Otto Scharer asserts, and I’m inclined to agree, that these numbers are connected. Our fractured relationships with the planet, each other, and ourselves reflect ways of living completely detached from any sense of being made in love for love, and point to the need for us to master the passions and temptations that lead to so much of our suffering and the world’s as well.

Too often conversations about the environment treat the topic as one in which information alone is the answer. As if, all we needed was to be told that our patterns of waste disposal or our reliance on gasoline was killing the earth. I think about anti-smoking initiatives though, and suspect it will take more than information to change our behavior. Decades of warnings from the surgeon general didn’t do much to deter people from smoking. It was acknowledging that cigarettes are addictive, it was public health campaigns that introduced the idea that smoking might take you away from your loved ones, it was legislation that shifted some of the costs of smoking-related illness back to smokers in the form of cigarette taxes that began to shift the tide.

I am convinced that the same things need to happen if we are going to change the patterns of behavior that are killing the earth. Yes, we need information about the rate of environmental degradation. We need movies like An Inconvenient Truth and Food, Inc.

Beyond that though, we need to call our addictions to cheap gas, cheap manufacturing, and cheap goods what they are. Addictions. We need to tell the truth about the ways that our patterns of production and consumption are alienating us from the rest of the world, where goods are produced in conditions few to none of us have ever had to endure. And we need to fearlessly enter the wilderness of our own hearts to ask what price we ourselves are paying in order to try and sustain these planet-destroying patterns of living. We live in illness-infused environments, anxious to know if there will be anyone to care for us once we can no longer fill our roles in the cycle of over-production and over-consumption, and as the World Health Organization’s numbers show us, we are literally killing ourselves.

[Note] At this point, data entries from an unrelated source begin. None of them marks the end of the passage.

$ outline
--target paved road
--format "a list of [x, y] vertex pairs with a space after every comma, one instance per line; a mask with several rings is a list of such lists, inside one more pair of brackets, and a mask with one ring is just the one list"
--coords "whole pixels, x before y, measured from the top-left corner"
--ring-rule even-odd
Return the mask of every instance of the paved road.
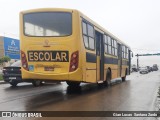
[[[0, 85], [0, 111], [152, 111], [160, 72], [132, 73], [126, 82], [114, 80], [112, 86], [82, 84], [76, 92], [65, 83], [33, 87], [30, 83]], [[35, 118], [42, 120], [42, 118]], [[44, 119], [44, 118], [43, 118]], [[46, 118], [53, 119], [53, 118]], [[54, 118], [55, 120], [152, 120], [154, 118]], [[15, 119], [17, 120], [17, 118]]]

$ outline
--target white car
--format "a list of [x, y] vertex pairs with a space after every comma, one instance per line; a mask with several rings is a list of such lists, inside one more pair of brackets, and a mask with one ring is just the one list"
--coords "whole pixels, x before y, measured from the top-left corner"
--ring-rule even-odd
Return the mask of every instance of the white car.
[[147, 67], [141, 67], [140, 70], [139, 70], [139, 73], [140, 74], [147, 74], [148, 73]]

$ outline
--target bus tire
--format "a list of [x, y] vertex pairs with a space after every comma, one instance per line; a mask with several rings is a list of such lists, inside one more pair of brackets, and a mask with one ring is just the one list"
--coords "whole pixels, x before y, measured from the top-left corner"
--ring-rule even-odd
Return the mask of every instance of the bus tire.
[[107, 87], [111, 86], [111, 71], [109, 69], [107, 70], [107, 76], [106, 76], [105, 83]]
[[125, 76], [122, 77], [122, 82], [125, 82], [125, 81], [126, 81], [126, 75], [127, 75], [127, 69], [126, 69], [126, 72], [125, 72]]
[[66, 81], [66, 83], [70, 86], [70, 87], [79, 87], [80, 82], [75, 82], [75, 81]]

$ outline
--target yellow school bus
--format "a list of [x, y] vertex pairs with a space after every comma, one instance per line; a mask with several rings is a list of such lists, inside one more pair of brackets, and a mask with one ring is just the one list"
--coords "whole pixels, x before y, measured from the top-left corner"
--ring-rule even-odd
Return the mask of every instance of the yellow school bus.
[[130, 74], [130, 47], [78, 10], [22, 11], [20, 40], [26, 80], [110, 85]]

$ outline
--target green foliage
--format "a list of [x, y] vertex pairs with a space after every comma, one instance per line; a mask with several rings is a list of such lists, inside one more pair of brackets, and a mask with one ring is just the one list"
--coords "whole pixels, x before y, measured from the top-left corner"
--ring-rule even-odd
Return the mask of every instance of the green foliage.
[[10, 57], [4, 56], [4, 57], [0, 58], [0, 63], [9, 62], [10, 60], [11, 60]]

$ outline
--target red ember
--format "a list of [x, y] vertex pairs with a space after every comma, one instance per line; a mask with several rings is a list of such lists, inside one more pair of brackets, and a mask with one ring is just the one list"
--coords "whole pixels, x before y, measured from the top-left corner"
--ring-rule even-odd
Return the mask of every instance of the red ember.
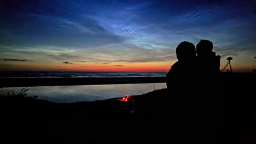
[[118, 100], [123, 101], [127, 101], [128, 99], [131, 98], [131, 95], [126, 95], [122, 98], [119, 99]]

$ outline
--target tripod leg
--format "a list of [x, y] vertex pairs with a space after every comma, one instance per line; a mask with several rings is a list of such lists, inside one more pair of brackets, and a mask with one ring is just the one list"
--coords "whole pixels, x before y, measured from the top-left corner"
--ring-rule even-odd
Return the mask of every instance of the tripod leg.
[[232, 73], [232, 68], [231, 68], [230, 62], [229, 62], [229, 66], [230, 67], [230, 72]]
[[224, 68], [224, 69], [222, 70], [222, 72], [223, 71], [223, 70], [225, 69], [225, 68], [226, 67], [226, 66], [228, 66], [228, 65], [229, 65], [229, 62], [228, 62], [228, 63], [226, 64], [226, 66], [225, 66], [225, 67]]

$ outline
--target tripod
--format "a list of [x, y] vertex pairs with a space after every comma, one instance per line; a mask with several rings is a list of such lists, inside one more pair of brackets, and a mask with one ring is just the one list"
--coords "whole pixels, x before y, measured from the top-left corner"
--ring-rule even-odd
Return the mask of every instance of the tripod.
[[225, 66], [224, 69], [222, 70], [222, 72], [223, 71], [223, 70], [225, 69], [225, 68], [226, 67], [226, 66], [228, 66], [228, 65], [229, 65], [229, 67], [230, 67], [230, 72], [232, 73], [232, 68], [231, 67], [230, 60], [228, 60], [228, 63], [226, 64], [226, 66]]

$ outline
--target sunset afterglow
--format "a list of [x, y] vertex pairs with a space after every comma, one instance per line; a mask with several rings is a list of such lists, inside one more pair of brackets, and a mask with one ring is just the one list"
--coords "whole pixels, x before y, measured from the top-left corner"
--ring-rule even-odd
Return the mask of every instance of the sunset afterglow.
[[201, 39], [220, 69], [256, 68], [255, 1], [183, 1], [1, 2], [0, 70], [168, 71]]

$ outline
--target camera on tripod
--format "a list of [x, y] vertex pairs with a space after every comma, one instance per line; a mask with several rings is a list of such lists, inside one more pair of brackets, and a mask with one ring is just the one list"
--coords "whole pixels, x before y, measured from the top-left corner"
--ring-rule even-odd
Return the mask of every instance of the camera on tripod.
[[[233, 59], [233, 58], [231, 57], [229, 57], [228, 58], [226, 58], [226, 60], [228, 60], [228, 63], [226, 64], [226, 66], [224, 68], [224, 69], [222, 70], [222, 72], [223, 71], [225, 68], [226, 68], [226, 66], [228, 66], [229, 64], [229, 67], [230, 68], [230, 72], [232, 73], [232, 68], [231, 67], [231, 64], [230, 64], [230, 61]], [[229, 70], [226, 70], [228, 72], [229, 72]]]
[[228, 58], [226, 58], [226, 60], [228, 61], [230, 61], [230, 60], [232, 60], [233, 59], [233, 58], [231, 57], [229, 57]]

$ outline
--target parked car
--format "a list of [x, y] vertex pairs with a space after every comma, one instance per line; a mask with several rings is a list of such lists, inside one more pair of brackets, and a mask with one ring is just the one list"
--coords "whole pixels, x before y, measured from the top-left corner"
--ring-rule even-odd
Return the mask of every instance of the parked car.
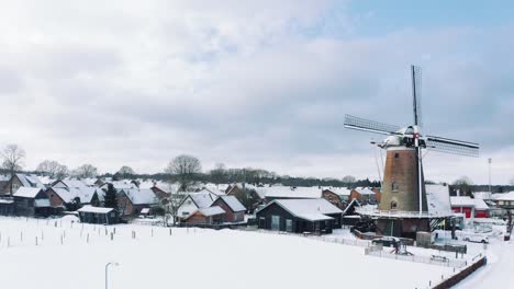
[[372, 244], [378, 245], [381, 244], [382, 246], [398, 246], [400, 244], [400, 239], [394, 238], [394, 236], [382, 236], [382, 238], [377, 238], [371, 241]]

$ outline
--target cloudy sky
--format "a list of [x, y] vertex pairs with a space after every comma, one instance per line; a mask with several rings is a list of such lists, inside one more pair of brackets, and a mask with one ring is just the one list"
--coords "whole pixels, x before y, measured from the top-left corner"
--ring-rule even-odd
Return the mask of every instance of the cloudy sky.
[[[514, 176], [509, 1], [8, 1], [0, 10], [0, 144], [100, 172], [175, 155], [302, 176], [378, 178], [345, 113], [480, 142], [428, 152], [426, 177]], [[451, 2], [451, 3], [449, 3]]]

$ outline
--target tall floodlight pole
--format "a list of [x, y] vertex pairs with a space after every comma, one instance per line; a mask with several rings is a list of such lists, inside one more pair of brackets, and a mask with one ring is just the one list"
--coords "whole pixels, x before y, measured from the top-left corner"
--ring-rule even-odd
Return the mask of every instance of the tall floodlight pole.
[[489, 193], [492, 194], [492, 189], [491, 189], [491, 163], [492, 163], [492, 159], [489, 158], [488, 162], [489, 162]]
[[105, 264], [105, 289], [109, 289], [109, 266], [110, 266], [110, 265], [119, 266], [120, 264], [118, 264], [118, 263], [111, 263], [111, 262], [109, 262], [108, 264]]

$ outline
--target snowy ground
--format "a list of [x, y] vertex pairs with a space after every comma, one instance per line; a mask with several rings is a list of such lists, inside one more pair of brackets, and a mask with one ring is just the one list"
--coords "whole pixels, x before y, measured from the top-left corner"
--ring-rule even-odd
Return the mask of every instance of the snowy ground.
[[[514, 288], [514, 242], [504, 242], [499, 238], [490, 238], [490, 244], [485, 250], [488, 265], [477, 270], [460, 282], [456, 288]], [[472, 244], [474, 250], [480, 250], [481, 244]]]
[[199, 229], [174, 229], [170, 235], [166, 228], [115, 228], [111, 241], [114, 227], [107, 227], [105, 234], [101, 226], [0, 218], [2, 288], [104, 288], [108, 262], [120, 263], [110, 269], [110, 288], [125, 289], [412, 289], [426, 288], [429, 279], [451, 270], [365, 256], [359, 246], [291, 235]]

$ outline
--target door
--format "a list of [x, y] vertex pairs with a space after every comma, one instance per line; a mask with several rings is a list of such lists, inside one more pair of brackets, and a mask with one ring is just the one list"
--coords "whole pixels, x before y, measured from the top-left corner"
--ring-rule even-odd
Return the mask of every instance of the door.
[[280, 231], [280, 216], [271, 216], [271, 230]]

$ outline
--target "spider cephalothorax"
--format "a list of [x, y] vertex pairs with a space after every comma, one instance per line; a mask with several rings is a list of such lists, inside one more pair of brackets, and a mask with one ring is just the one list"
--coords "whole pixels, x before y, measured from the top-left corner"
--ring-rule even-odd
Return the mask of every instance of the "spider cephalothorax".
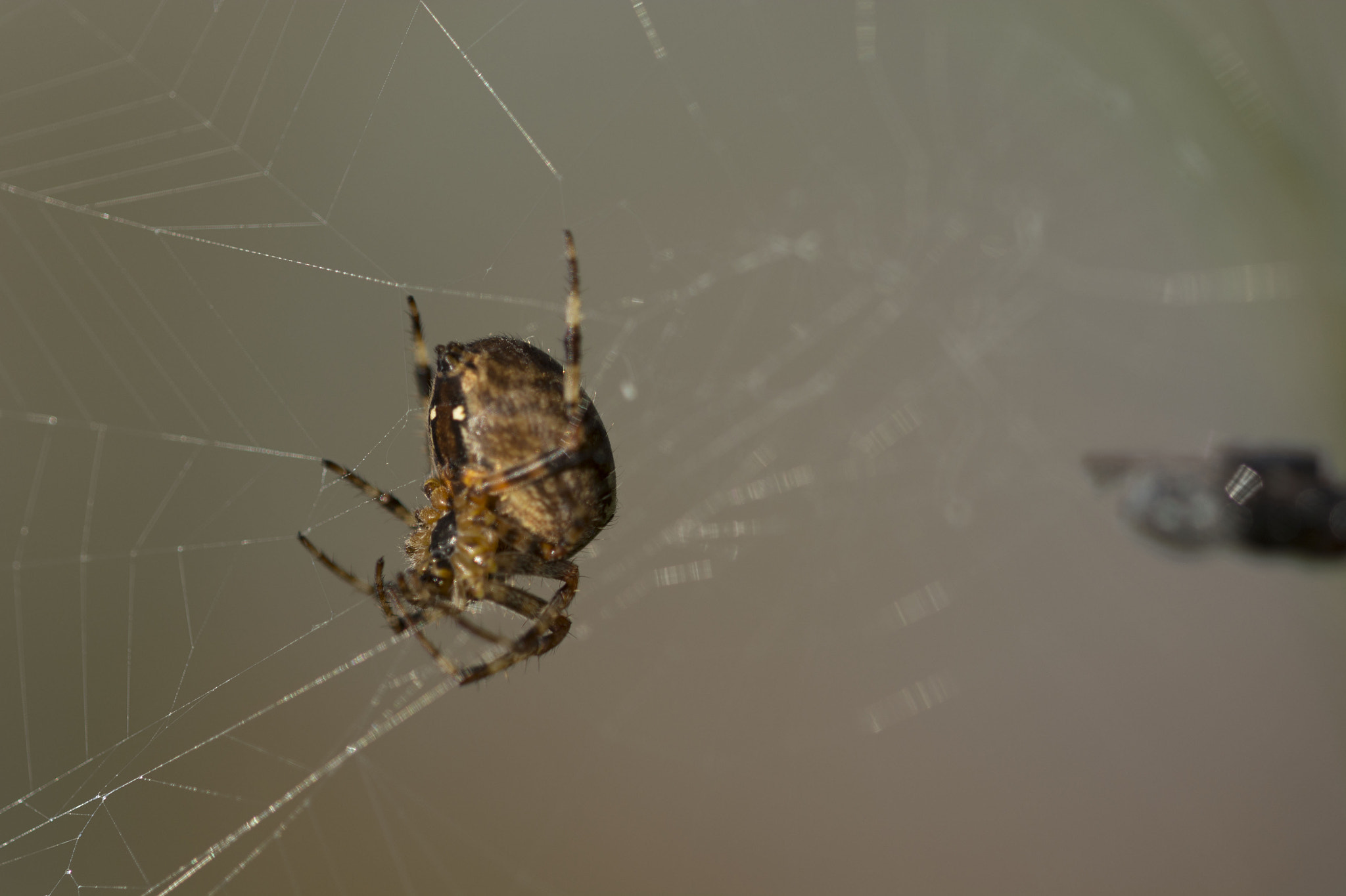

In the wilderness, Jesus fasts for forty days and forty nights, getting empty so that he can be filled, being hungry so that he can be fed. Then he returns to civilized areas and begins his work. We, too, are invited to take stock of what we are filling ourselves with and to begin the process of emptying ourselves to make room for what God is doing in and for the world.

People of God, in this Season of Creation the message is clear: the planet is in peril, and there is work to be done. But we do this work by faith, not from fear. The scope of the task before us is too large to take on if we don’t plan for sustainability. As Christians, we find our sustenance, our most renewable resource, in the gift of life that comes to us at the font and the table, reminders that we are God’s own beloved and that in God’s economy there is always enough for everyone.